O romance Dom Casmurro além de estar entre as grandes obras da Literatura Brasileira, é considerado como a obra-prima de Machado de Assis.
O importante é você prestar atenção que o nome do personagem é Bentinho e é ele que narra a história, e ele acha que é corno. O livro inteiro é um cara que se acha corno contando a própria história. Mas ele não tem certeza que é corno. Ele aposta que é, mas não dinheiro, sabe? Era isso que o Machado de Assis queria, um grande livro sem final.
Assim sendo, fuja para o lado psicológico. Use frases como: é possível ver sua paranóia crescendo com o tempo, ou, o personagem cada vez mais se afunda em sua depressão, sem conseguir uma resolução para a sua questão. Em relação à Capitu vale dizer que é difícil ter uma idéia precisa de seu verdadeiro caráter, porque tudo que sabemos dela é manchado pela visão que o velho Bentinho tinha dela. Vale daí dizer que ,sendo assim, é impossível chegar a uma conclusão, pois como tudo que se sabe passa pelo filtro da mente perturbada de Bentinho, não se tem como saber ao certo o que verdadeiramente se passou, de forma imparcial e sem estar afetado por um julgamento do personagem.
No fim, você vai terminar sua prova, se formar e nunca mais vai precisar tocar no assunto do livro de novo, a não ser que você queira.
Capitu traiu Bentinho? Capitu não traiu Bentinho? Ronaldo fez sexo com os travestis? Ronaldo não fez sexo com os travestis? Adoro quando a vida imita a arte.



Nigel, me identifiquei. primeiro pq eu nunca lia os livros e sempre ia super bem. e ate hoje, na faculdade, faço isso qdo precisa. na boa, fazer prova de livro é captar a essencia, fazer uma pesquisa basica e ler umas 3 resenhas diferentes.
e quanto ao livro, ‘como falar dos livros que nao lemos… entao, eu tenho. eu até li. ou nao li, enfim, vc nunca vai saber, pq vou conseguir falar dele do mesmo jeito. de qqer forma, o livro tem um conceito beeem interessante =)
ah, e qto ao lance do notebook… corri atrás e consegui a troca.
bj
Estava falando sobre isso um dia desses com a minha namorada. Gosto muito de ler sobre qualquer coisa, mas tem que ser por vontade própria.

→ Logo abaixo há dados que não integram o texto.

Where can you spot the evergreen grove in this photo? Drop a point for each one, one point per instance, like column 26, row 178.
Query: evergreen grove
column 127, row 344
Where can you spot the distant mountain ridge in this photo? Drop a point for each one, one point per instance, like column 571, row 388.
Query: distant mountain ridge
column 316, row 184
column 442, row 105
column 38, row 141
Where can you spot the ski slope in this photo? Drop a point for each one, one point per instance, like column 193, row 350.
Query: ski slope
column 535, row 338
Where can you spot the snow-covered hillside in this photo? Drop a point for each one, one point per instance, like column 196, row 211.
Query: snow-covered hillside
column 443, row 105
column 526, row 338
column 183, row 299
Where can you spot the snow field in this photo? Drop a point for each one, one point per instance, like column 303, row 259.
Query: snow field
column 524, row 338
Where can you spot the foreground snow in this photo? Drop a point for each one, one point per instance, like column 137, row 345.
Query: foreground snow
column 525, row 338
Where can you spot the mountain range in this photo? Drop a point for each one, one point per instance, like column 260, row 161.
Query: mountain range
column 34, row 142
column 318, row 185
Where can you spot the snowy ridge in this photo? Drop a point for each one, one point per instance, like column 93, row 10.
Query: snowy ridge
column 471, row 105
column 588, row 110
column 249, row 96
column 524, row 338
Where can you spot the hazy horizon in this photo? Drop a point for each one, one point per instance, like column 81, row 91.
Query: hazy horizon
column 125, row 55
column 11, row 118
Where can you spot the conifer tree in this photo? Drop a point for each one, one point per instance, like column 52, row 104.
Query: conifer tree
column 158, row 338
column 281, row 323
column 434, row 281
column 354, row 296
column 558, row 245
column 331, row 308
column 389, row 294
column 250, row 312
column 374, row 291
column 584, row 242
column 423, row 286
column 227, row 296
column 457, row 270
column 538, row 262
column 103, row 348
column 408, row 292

Ler por obrigação é foda.
No ensino médio tive que ler “O triste fim de Policarpo Quaresma”, um livrinho que deve ter umas 50 páginas. Se fosse algo que eu quisesse ler, duraria um dia na minha mão, mas como foi por obrigação demorei praticamente um ano para ler o livro.
E até hoje tenho ódio desse livro…
Certa vez perguntaram ao Machado se a Capitu era traíra mesmo. Ele respondeu: “pergunta pra Capitu”. Genial. Provavelmente mais genial que o livro.
Este post também foi genial. A genialidade vem se banalizando contemporaneamente, repare bem. Mas eu LOL duas vezes ao ler isso.
P. S.: esse singelo textículo vai pro meu irmão adorador de livros com certeza.
@ Ana
Eu só vi a capa e achei bastante legal. Achei que se eu lesse eu ia estar de alguma forma me tornando indigno do livro. Mas quem sabe algum dia.
@ Bruno
Eu li um resumo desse livro também. Livro que eu tenho ódio é a matamorfose do kafka.
@ Lucas
Muito obrigado mesmo. Agora vamos rezar pra que o resto do mundo me aceite também e eu possa então ganhar algum salario mínimo que seja.
Eu recomendo a leitura. Machado de Assis é o meio gênio da literatura brasileira. Sem dúvida. Pode ler que o livro é bom e não é nada chato. Mas ler obrigado é foda, né?
Eu tentei ler Metamorfose também. Ele é dividido em três partes, né? Terminei de ler a primeira e disse: esse livro é um saco. E olhe que eu li livros muito densos, mas nada se equipara a Kafka, de três em três parágrafos, dizendo que Gregor Samsa é um cara submisso (sem safadeza, galera). Parei de ler e digo a todo mundo que achei um saco. Na moral. Quero nem saber o que pensam de mim.
Acho que esse é o meu primeiro comentário sem nenhum toque do humor aqui. É meio chato fazer isso depois de um texto tão engraçado (vou ler esse livro do link), mas não consegui fazer nenhuma piada hoje. Vou no médico amanhã.
Abraço.
É meio não… É o maior gênio. Não tava bem da cabeça.
Ya, welcome, bro. Tentei não rasgar seda, mas este aqui está acima da sua média mesmo. Uau.
Queria muito ajuda para organizar algumas idéias, para tipo julgar a Capitu em uma espécie de tribunal ficticio.